1998: Coldplay’s first public release, an EP titled Safety, was released by the band. Originally intended as a demo for record companies, only about fifty copies of the three-track EP made it to stores, as most were given away to record companies and their friends and families.
1998: Rod Stewart released his solo version of “Ooh La La,” a song originally recorded by Stewart’s old band Faces in 1973, as the lead single from his eighteenth studio album, When We Were the Boys. Stewart’s version was a tribute to the song’s original singer and co-writer, Ronnie Lane, who had died in 1997.
1999: The Phil Collins Band released their only album, A Hot Night in Paris. It features Collins behind the drums leading instrumental big band renditions of primarily Collins and Genesis songs.
2005: Gordon Lightfoot made a triumphant return to the stage at Massey Hall in Toronto, a venue he had previously played on an off for the last 38 years. The last time Lightfoot had been there was in 2001, before having to cancel a series of dates due to an abdominal aneurysm. For nearly 20 months, fans wondered if he would survive the necessary operations or if he’d be able to play again. When he finally returned to perform at the theater, Lightfoot quipped “Sorry I’m late.”
2014: The Flaming Lips released their cover of “With a Little Help from My Friends” as a single from the band’s track-for-track tribute to the Beatles album, Sgt. Pepper’s Lonely Hearts Club Band, With a Little Help from My Fwends. The track features guests Moby and Miley Cyrus among the album’s many other contributors.
Big Joe Turner, blues and R&B singer and rock pioneer known as the “Boss of the Blues,” was born in Kansas City, MO in 1911.
Kai Winding, trombonist and jazz composer who worked with numerous jazz artists and is best known for his collaborations with J.J. Johnson, was born in Aarhus, Denmark in 1922.
Fred Sledge Smith, songwriter and record producer who worked with acts including the Olympics, Bob & Earl, Bill Cosby, and the Watts 103rd Street Band, was born in Los Angeles, CA in 1933.
Jack Ashford, percussionist for Motown’s house band, the Funk Brothers, was born in Philadelphia, PA in 1934.
Gary S. Paxton, songwriter, musician, member of Skip & Flip and the Hollywood Argyles, and the producer of novelty hit singles “Alley Oop” and “Monster Mash,” was born in Coffeyville, KS in 1939.
Rodney Dillard, guitarist and dobro player for The Dillards, was born in Salem, MO in 1942.
Albert Hammond, singer, songwriter, and record producer who wrote commercially successful singles for artists including Celine Dion, Aretha Franklin, Tina Turner, Glen Campbell, Willie Nelson, Chicago, and The Hollies, was born in London, England in 1944.
Richard “Scar” Lopez, founding member of Cannibal and the Headhunters, was born in Los Angeles, CA in 1945.

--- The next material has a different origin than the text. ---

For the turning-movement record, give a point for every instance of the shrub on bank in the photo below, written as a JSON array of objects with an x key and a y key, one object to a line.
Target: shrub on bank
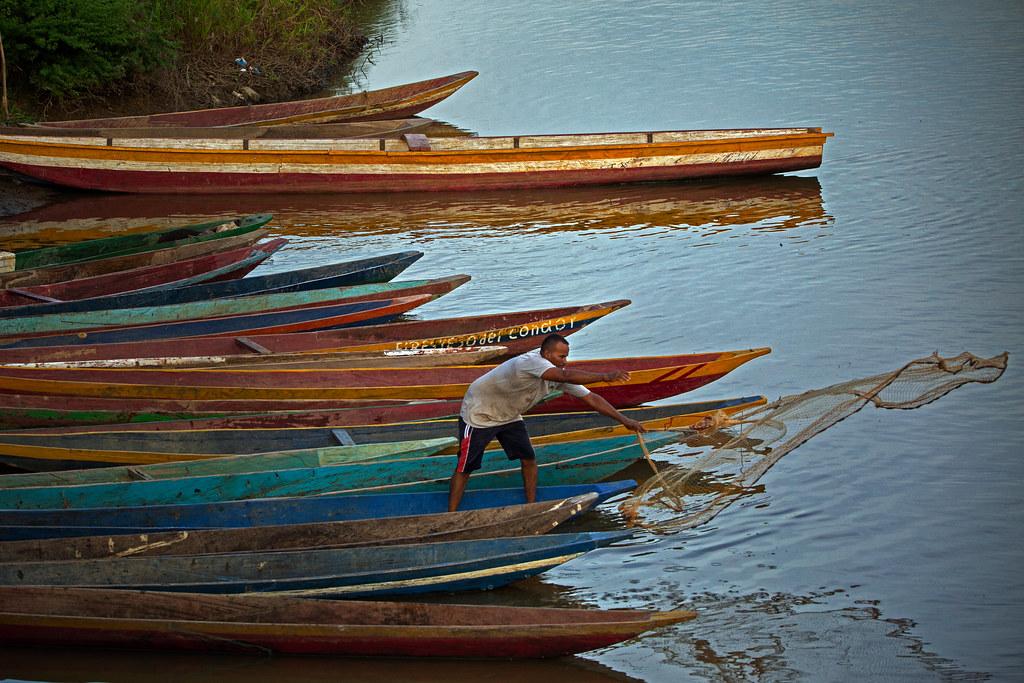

George Alexander, bassist and singer for the Flamin’ Groovies, was born in San Mateo, CA in 1946.
Bill Wallace, bassist for The Guess Who during the early 1970s and 2000s, was born in Winnipeg, Manitoba, Canada in 1949.
Rick Wakeman, songwriter, producer, keyboardist for Yes, a brief member of Strawbs, and a solo artist who early in his career contributed to recordings by artists that include David Bowie, T. Rex, Elton John, and Cat Stevens, was born in Perivale, London, England in 1949.
Mark Mothersbaugh, singer, songwriter, record producer, and co-founder and lead singer of Devo, was born in Akron, OH in 1950.
Wreckless Eric, singer-songwriter best known for his 1977 singer “Whole Wide World, was born in Newhaven, East Sussex, England in 1954.
Jim Moginie, guitarist, keyboardist, lead songwriter, and founding member of Midnight Oil, was born in Sydney, New South Wales, Australia in 1956.
Hugh Whitaker, drummer for The Housemartins, was born in Kingston upon Hull, East Riding of Yorkshire, England in 1961.
Jack Johnson, singer-songwriter, multi-instrumentalist, and record producer, was born in North Shore, Oahu, HI in 1975.